I grew up on a farm in a little village of 160 people. I was supposed to be a farmer, but I escaped when I was 14 years old. I arrived at a salon and right away, [the woman] there trained me. She said to me, “You will never be able to get a beautiful hair color if you don’t take good care of the condition of the hair.” When I was 17, I arrived in Paris and started to work with the top models. At the time, hair color was not yet a trend — it was seen more as a way to cover grays or to do blonde.
Thanks to Stephanie Seymour and Iman, and all of those top models, I had to create products to maintain their hair. Two of my formulations, the cleansing mask with lemon and the lavender oil, are 20 years old and they never change. I love when you say to a woman that she looks good, not that she has a good hair color. I’m not into the big challenges — I can do them but I’m much more into something that’s going to last forever and be low-maintenance. I believe in doing a brunette that never turns brassy, with as little oxidation as possible, and with the right products and with a lot of care. Because when you’re a brunette and 40 years old and you start to cover your grays and it turns mahogany and brassy, it is horrible.

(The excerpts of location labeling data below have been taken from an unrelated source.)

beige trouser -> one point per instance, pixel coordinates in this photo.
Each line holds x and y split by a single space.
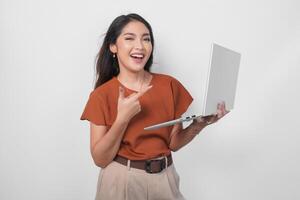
120 182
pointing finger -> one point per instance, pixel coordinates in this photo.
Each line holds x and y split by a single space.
142 92
121 93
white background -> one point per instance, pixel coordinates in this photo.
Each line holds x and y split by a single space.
47 52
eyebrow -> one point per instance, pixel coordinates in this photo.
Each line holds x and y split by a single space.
145 34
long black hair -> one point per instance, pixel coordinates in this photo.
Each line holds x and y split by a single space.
107 66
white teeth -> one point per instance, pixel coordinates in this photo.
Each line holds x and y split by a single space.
138 55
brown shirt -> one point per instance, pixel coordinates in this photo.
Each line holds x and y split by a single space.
166 100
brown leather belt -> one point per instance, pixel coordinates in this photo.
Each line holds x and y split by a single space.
150 166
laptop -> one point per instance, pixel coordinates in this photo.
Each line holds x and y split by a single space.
220 85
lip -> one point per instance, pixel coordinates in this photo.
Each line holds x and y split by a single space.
137 60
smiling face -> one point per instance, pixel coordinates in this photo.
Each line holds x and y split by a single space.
133 46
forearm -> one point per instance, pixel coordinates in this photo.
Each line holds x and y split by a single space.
185 136
106 149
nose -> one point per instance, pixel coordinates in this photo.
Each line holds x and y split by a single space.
139 44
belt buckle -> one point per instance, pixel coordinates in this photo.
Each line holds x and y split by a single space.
148 165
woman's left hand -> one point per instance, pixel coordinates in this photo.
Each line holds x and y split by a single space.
221 112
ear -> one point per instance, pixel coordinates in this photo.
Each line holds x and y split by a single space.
113 48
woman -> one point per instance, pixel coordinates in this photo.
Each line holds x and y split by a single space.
136 164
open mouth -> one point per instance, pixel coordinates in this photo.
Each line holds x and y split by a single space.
138 56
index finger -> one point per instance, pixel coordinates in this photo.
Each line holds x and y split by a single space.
142 92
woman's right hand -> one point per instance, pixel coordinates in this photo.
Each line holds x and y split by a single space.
129 106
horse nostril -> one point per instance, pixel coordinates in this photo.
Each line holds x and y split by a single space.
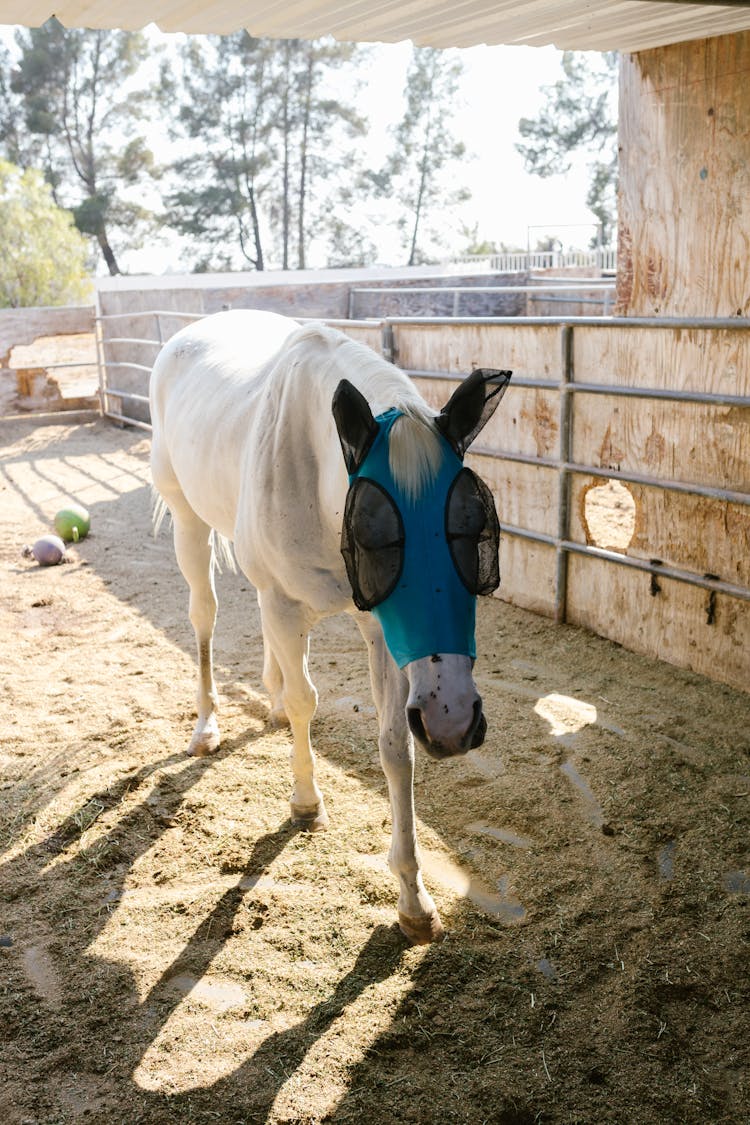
416 723
478 727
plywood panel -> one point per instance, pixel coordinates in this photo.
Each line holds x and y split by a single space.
688 532
685 179
526 421
526 350
675 624
678 359
527 572
525 495
676 441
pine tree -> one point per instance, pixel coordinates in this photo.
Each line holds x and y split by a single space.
579 115
267 146
72 88
424 146
44 257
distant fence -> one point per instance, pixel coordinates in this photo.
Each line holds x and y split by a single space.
523 261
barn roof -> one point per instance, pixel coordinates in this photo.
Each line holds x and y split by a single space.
619 25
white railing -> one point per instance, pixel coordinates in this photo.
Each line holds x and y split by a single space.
524 261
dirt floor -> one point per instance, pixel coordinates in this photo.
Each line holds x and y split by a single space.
171 950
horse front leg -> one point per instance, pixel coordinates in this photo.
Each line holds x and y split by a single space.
286 636
192 547
417 915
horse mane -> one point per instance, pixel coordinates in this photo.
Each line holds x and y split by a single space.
415 451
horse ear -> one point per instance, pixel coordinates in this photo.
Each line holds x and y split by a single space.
354 422
471 406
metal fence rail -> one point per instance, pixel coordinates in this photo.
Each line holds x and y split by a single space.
534 293
567 388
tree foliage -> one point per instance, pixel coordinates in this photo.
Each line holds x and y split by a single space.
44 257
265 135
424 147
579 114
69 107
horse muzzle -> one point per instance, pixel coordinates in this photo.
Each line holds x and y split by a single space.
445 746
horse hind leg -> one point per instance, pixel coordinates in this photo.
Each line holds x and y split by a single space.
195 555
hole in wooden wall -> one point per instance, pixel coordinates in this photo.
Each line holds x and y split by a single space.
608 515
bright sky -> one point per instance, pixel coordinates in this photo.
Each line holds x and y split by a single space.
500 86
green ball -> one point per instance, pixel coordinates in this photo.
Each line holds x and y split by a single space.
72 523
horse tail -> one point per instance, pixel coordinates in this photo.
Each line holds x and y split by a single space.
222 550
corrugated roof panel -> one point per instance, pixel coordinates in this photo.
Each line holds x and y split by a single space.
624 25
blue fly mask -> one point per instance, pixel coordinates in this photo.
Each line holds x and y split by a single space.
418 564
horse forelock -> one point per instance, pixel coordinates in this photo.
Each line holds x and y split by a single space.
415 449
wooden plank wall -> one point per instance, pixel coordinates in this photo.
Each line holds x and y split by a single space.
685 179
689 442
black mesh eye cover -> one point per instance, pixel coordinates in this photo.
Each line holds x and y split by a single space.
473 533
371 542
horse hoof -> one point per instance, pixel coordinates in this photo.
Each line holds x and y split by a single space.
205 741
312 820
422 930
278 718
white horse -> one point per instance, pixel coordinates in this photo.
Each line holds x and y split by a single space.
245 410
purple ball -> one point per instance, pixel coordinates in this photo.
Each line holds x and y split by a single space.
50 550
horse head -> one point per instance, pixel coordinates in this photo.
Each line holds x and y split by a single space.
418 557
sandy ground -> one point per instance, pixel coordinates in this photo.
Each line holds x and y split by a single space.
171 950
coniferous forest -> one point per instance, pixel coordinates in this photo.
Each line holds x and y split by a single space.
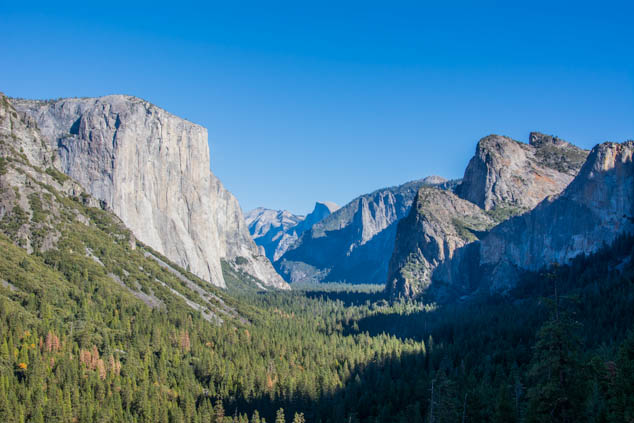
76 347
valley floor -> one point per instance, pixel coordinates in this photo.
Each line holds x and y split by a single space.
78 348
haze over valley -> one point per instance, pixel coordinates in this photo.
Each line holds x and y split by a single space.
300 213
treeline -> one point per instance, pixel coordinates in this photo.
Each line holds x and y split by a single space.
76 347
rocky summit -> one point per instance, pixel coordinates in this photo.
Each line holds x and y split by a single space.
274 231
354 244
505 178
152 169
509 174
454 247
595 209
438 224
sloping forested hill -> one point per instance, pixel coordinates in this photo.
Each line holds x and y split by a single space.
95 326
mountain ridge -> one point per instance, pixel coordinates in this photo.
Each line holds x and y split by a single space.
152 169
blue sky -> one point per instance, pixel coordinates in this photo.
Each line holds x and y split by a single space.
330 100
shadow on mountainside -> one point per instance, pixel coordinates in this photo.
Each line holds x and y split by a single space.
472 350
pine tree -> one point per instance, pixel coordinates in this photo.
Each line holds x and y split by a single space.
556 371
279 416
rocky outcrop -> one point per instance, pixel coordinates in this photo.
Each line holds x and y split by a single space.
276 230
596 208
438 224
152 169
505 173
355 243
447 240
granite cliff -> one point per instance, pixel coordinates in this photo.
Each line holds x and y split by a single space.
276 230
438 224
505 178
505 173
455 249
151 169
353 244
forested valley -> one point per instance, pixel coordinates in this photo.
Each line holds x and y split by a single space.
76 347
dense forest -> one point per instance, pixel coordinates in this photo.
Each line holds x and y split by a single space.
103 328
77 348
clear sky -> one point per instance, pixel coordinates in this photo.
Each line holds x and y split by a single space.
323 100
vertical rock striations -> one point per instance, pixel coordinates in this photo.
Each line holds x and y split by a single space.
505 173
596 208
276 230
152 169
354 244
438 224
450 241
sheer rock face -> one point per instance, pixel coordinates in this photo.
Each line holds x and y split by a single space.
354 244
276 230
152 169
449 243
593 211
438 224
510 174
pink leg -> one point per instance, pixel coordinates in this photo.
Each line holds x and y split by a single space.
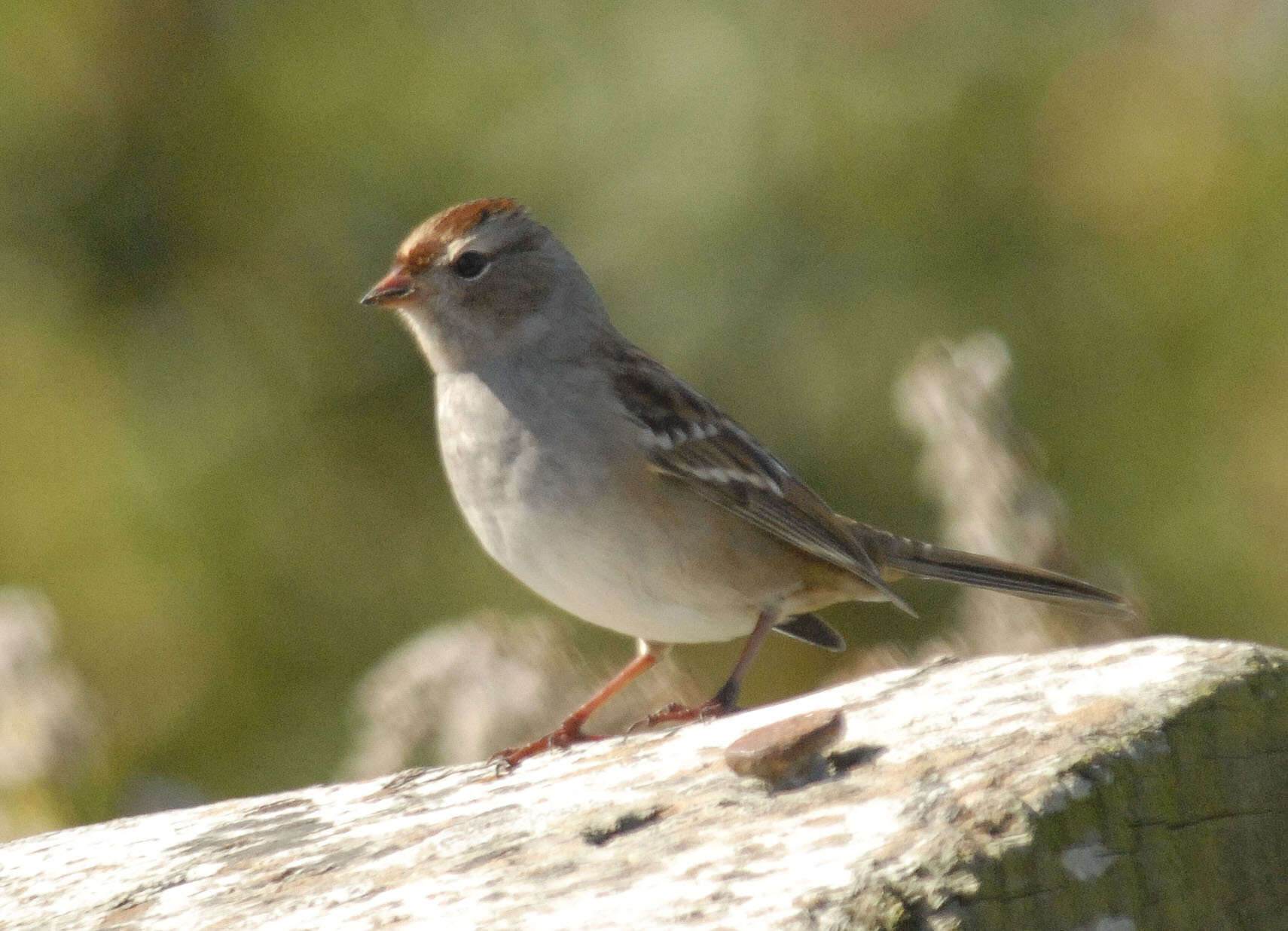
727 700
569 731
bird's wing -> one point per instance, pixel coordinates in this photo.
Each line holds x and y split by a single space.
689 439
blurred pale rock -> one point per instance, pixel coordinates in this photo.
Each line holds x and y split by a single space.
48 728
464 691
981 469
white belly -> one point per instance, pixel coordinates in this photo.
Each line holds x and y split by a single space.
551 514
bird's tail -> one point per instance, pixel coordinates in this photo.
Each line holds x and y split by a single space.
984 572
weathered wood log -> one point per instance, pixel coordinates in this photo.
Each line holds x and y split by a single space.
1141 784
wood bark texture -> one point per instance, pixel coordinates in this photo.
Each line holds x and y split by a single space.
1141 784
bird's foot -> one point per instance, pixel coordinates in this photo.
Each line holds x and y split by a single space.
564 736
679 713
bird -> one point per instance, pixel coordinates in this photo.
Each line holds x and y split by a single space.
615 490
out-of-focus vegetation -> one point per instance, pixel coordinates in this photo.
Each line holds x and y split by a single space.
221 472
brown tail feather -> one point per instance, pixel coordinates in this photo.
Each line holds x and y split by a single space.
984 572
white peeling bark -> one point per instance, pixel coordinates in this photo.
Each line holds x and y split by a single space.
1139 784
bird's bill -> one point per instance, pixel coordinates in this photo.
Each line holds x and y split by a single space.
395 290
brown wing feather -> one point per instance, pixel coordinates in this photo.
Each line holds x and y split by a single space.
694 442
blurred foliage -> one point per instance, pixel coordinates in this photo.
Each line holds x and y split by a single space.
221 472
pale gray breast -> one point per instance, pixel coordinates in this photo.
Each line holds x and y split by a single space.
519 461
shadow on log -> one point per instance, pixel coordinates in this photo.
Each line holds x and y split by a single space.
1143 784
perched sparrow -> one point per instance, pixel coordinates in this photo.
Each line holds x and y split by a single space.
616 491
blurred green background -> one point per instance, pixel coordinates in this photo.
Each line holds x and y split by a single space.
221 472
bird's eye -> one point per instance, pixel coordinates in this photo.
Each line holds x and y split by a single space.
471 264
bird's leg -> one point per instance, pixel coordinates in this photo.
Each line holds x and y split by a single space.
569 731
727 700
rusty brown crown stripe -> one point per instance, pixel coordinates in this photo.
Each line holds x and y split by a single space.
428 241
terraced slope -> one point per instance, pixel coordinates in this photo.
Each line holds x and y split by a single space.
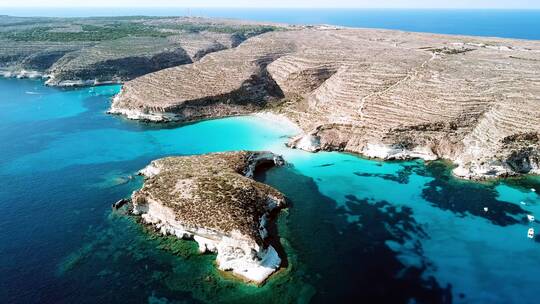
89 51
386 94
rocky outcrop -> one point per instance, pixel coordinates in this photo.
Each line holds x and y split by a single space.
384 94
91 51
213 200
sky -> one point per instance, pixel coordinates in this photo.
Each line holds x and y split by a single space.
523 4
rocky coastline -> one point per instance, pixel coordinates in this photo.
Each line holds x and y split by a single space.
213 200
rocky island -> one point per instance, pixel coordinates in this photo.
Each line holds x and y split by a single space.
379 93
100 50
213 200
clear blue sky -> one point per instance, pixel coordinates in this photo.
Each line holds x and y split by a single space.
526 4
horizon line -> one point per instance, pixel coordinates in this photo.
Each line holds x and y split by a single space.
270 7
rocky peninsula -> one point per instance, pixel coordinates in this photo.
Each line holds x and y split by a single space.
93 51
379 93
213 200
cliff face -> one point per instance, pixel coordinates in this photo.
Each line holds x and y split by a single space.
213 200
89 51
385 94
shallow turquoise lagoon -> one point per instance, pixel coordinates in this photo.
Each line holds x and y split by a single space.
356 229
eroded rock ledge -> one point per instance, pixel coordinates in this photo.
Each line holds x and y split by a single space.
213 199
380 93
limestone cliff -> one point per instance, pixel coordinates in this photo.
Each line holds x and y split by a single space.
90 51
213 200
379 93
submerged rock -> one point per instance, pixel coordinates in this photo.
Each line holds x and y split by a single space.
212 199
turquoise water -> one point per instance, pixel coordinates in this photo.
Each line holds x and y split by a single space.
523 24
356 228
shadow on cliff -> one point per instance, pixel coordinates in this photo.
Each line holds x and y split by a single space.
349 260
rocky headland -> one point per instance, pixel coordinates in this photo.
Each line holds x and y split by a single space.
379 93
213 200
93 51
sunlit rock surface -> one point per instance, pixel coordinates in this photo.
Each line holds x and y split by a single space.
213 199
380 93
93 51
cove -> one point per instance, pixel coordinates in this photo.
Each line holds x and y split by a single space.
356 229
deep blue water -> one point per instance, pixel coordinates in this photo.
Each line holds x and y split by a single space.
523 24
356 228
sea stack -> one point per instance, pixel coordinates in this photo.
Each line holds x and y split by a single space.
213 199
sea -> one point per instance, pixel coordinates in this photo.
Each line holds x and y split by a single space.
521 24
356 230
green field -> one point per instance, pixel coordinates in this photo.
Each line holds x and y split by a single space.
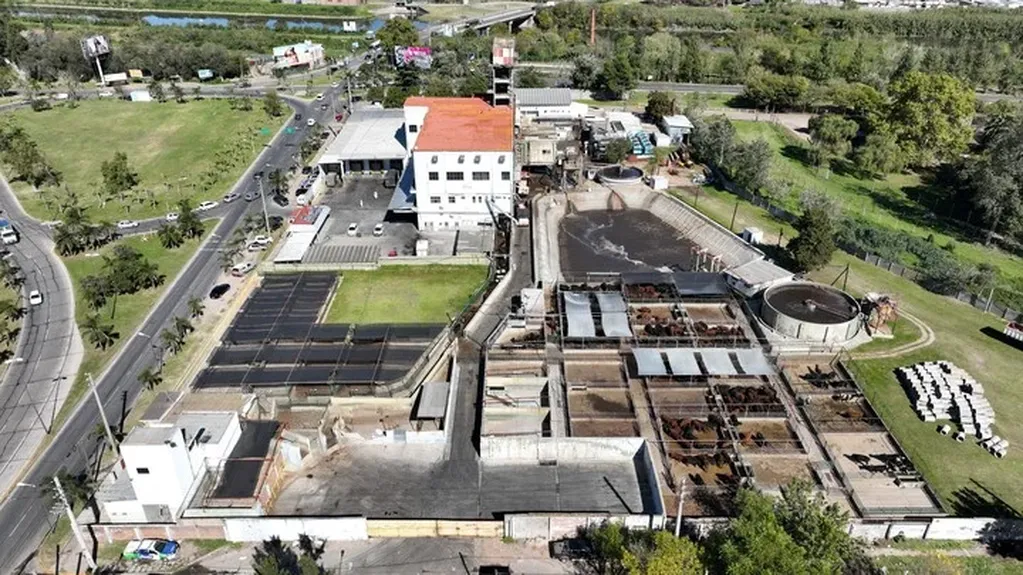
171 145
968 480
937 563
882 203
405 294
131 310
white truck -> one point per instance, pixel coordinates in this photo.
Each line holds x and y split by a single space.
7 233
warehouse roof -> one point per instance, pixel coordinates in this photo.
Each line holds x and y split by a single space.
463 125
542 96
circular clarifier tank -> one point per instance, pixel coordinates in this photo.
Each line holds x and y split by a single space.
811 312
619 175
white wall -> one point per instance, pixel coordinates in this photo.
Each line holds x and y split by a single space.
288 529
461 203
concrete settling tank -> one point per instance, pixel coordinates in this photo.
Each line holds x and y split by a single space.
811 312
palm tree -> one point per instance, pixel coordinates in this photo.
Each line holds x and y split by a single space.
149 378
182 326
195 307
170 236
100 335
173 342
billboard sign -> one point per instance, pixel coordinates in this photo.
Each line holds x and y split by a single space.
419 56
95 46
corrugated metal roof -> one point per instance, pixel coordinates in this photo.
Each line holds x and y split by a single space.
542 96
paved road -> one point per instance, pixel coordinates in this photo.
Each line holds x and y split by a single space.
49 351
24 517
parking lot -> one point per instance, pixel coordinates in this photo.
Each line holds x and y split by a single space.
362 202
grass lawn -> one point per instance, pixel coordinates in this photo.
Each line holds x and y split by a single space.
131 310
960 473
941 563
404 294
172 145
883 203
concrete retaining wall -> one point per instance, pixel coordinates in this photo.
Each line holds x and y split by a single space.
288 529
534 448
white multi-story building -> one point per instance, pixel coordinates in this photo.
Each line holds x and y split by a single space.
461 161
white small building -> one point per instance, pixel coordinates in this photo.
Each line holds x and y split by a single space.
461 167
677 127
545 103
165 463
303 54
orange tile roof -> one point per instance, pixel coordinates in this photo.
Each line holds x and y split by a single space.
463 125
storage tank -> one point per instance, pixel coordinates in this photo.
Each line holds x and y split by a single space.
811 312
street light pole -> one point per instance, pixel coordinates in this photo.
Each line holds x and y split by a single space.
74 523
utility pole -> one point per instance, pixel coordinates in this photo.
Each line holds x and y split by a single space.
678 515
102 413
74 522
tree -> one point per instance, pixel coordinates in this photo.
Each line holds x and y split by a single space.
397 32
617 150
617 78
272 104
755 543
119 176
149 378
660 104
170 235
100 335
157 91
831 135
813 248
188 222
195 307
880 155
173 342
529 78
930 116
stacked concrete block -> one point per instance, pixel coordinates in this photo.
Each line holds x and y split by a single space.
940 390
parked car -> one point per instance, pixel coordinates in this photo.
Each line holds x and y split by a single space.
219 291
150 549
240 269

How did you come to work with Catherine Deneuve?
One day the phone rang when I was closing the salon. And I heard a voice say, “Hello, this is Catherine Deneuve.” I was kind of shaky because she’s a queen of France.
Everybody always follows what Catherine does so it was a great chance to have her. Once she came, all the other actresses came, like Vanessa Paradis and Kristin Scott Thomas. She’s still my client after 20 years and she’s even involved a lot with the products because she knows about hair. She started to bleach her hair when she was 17 or 18 years old so she knows a lot about cosmetics. She comes once a month to the office when we talk about the product. We show her what we want to do, she tries it, she gives feedback, and she’s truly got the best eye.
What was it like to touch her hair for the first time?
When I was a child I was in love with her, I had a poster of her in my bedroom in The Umbrellas of Cherbourg. She saw I was impressed, so she kept her head down the whole time for her eyes to never cross mine. She knows about her power to awe people. So to not awe me, she always kept her head down, which made it very inconvenient to do the front hairline.
She is very discreet and wants to keep her personal life. It took ten years to get her to trust me because she really hides her personal things. I love that because not everyone understands that way of being with Instagram being all, “Me with makeup, me without makeup, me taking a shit.” But I truly believe that you only can be a myth if you don’t say too much.
What do you think of hair trends?
What are trends? We could talk about trends 15 years ago, but we can’t talk about trends now. Nobody gives a shit. Now everybody expresses themselves on YouTube, everybody wants to embrace their personality and show it, there are no trends. The only trends are from the marketing of a company that wants to sell you something. I love that people don’t want to follow dictates anymore. They want to be true to themselves, which is the best thing, you know? And they want to embrace it and express it.